Enter William Fox, a movie magnate who leased the auditorium from the Shriners and transformed it into a movie palace. The Fox Theatre opened on Christmas Day 1929, just two months after the stock market crash that triggered the Great Depression. The timing could not have been worse for most businesses, but the Fox opened anyway, a bold assertion of faith in entertainment and spectacle during economic catastrophe.
The building's Moorish features remain the most striking aspect of its design: minarets, domes, ablution fountains, and ornamental details that evoke Islamic architecture and colonial exotica. The main curtain is perhaps the most extravagant touch, hand-sewn with sequins and rhinestones depicting mosques, rulers, and scenes of exotic splendor. That curtain, rising and falling before each film, was entertainment in itself, a preview of the sensory extravagance that followed.

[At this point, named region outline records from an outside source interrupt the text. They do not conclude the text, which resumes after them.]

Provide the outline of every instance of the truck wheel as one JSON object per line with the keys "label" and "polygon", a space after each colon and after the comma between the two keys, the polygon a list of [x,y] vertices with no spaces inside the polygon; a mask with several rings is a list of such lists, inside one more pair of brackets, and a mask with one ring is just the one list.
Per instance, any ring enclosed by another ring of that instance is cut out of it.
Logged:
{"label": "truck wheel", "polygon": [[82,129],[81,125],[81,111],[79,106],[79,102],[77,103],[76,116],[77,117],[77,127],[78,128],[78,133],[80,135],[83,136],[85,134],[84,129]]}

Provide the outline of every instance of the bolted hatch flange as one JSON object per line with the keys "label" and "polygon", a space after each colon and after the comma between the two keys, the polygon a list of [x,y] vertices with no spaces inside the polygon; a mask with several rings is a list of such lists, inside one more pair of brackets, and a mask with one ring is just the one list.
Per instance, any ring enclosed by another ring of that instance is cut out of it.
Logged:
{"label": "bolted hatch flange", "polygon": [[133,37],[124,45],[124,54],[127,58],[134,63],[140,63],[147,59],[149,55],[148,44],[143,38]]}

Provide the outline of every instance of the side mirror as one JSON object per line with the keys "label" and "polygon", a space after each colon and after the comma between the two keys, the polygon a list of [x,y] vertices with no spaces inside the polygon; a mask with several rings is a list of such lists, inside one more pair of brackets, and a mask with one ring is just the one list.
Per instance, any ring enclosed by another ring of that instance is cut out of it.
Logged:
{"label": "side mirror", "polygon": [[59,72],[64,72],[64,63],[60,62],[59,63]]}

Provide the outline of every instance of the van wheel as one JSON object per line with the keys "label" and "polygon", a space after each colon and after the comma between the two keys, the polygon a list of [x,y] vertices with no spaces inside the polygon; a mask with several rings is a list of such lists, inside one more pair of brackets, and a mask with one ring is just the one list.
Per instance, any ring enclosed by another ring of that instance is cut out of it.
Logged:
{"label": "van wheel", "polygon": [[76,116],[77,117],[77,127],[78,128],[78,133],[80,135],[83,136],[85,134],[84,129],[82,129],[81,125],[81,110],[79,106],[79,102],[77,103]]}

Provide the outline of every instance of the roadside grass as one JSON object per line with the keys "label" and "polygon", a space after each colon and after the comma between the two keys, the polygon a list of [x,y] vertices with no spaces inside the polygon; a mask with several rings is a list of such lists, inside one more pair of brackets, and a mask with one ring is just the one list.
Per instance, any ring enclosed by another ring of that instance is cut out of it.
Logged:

The theater cost $2,228,570.50 to construct, an extraordinary sum at the time, and it seats 4,665 people. During its heyday, it showed first-run movies to audiences who were transported from the economic hardship of the Depression to a dreamworld of Moorish splendor. The architecture was a form of escapism, a way of briefly inhabiting a fantasy of wealth and exoticism.
Today, the Fox Theatre remains an active performance venue, hosting theatrical productions, concerts, and special events. The building has been preserved and restored, maintaining its Moorish grandeur and its original curtain. It stands as a monument to early 20th-century ambition and entertainment, a building designed to transport and transform.